There are good and bad ninja, but by now they all get on quite well and are cool with the whole "evil" thing. There are puritan ninja, who can't tolerate any of all that. There are youma, who are spectral monsters from another dimension that everyone agrees should be exterminated on sight. Then, finally, there's Fubuki, who takes murderously conflicted loyalties to another level.
There's tragic backstory. This can be powerful, e.g. the scene of Yumi and her grandfather as her parents' funeral goes past. That said, though, I thought the flashback scene of Fubuki's parents in ep.11 was missing something in the production. It still packs a punch, but less glibness and more intense acting from the animated characters could have made it devastating.

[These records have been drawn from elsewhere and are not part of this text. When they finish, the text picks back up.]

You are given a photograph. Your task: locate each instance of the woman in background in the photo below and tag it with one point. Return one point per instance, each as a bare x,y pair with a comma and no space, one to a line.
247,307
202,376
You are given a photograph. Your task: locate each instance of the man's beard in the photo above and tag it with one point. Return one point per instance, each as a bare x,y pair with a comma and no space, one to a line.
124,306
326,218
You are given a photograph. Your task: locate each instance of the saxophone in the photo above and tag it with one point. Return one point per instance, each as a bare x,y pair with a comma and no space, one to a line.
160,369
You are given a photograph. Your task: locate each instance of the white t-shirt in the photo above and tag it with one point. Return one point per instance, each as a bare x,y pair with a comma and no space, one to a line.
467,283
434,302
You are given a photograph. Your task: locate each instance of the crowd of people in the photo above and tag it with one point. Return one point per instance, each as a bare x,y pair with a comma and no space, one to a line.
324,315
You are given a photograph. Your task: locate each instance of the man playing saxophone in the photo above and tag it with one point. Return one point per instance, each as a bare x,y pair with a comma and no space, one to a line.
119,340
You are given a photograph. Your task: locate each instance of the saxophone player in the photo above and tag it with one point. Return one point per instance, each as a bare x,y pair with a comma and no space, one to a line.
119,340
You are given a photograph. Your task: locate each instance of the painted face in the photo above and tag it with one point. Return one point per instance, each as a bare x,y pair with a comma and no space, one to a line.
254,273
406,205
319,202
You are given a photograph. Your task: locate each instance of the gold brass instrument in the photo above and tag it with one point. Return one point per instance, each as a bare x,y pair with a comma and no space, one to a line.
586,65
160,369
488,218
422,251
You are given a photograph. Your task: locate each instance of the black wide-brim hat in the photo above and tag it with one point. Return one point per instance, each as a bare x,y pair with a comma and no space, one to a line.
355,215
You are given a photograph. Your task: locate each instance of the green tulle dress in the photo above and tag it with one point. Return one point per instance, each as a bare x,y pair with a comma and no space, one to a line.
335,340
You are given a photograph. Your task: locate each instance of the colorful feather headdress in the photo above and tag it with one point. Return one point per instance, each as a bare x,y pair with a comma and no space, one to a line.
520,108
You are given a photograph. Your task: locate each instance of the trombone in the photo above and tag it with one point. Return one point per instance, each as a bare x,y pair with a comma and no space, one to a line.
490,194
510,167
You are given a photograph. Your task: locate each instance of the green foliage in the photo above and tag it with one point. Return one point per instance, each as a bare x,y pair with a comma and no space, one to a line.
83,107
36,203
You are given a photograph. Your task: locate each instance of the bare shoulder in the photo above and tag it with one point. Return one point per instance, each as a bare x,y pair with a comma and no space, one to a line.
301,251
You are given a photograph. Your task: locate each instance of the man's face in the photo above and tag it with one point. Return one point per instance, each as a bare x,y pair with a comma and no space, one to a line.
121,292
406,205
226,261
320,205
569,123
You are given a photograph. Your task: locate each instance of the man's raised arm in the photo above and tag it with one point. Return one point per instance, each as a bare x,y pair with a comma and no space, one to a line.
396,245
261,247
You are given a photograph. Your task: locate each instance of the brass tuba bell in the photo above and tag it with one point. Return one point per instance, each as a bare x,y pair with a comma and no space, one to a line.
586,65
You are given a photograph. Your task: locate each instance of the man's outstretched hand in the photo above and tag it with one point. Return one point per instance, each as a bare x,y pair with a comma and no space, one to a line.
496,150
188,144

Ep.1 lulls you into expecting the usual anime nonsense, although with hindsight its tonal journey reflects the series as a whole. (First half: good-natured fluff. Second half: moral debates, elimination and possible murder.) A ninja tournament, eh? The show then pulls its 2013 heroine into suicidal despair and has evil characters pushing everyone into the tournament while a good character orders everyone not to participate. Ep.5 feels like a season finale... and then the plot keeps getting more intense. Every villain has deep-rooted reasons for their actions. They're messed up. This is a series with multiple suicide pacts, in different forms. (Some are aborted, but not all.)
It ends strongly. The lack of death is a cop-out, but Fubuki makes it worth it. (Later episodes even tone down the nudity. Outrageous sleaze is funny, but there's a time and a place.)
The show's a keeper. But only if you're not offended by boobs.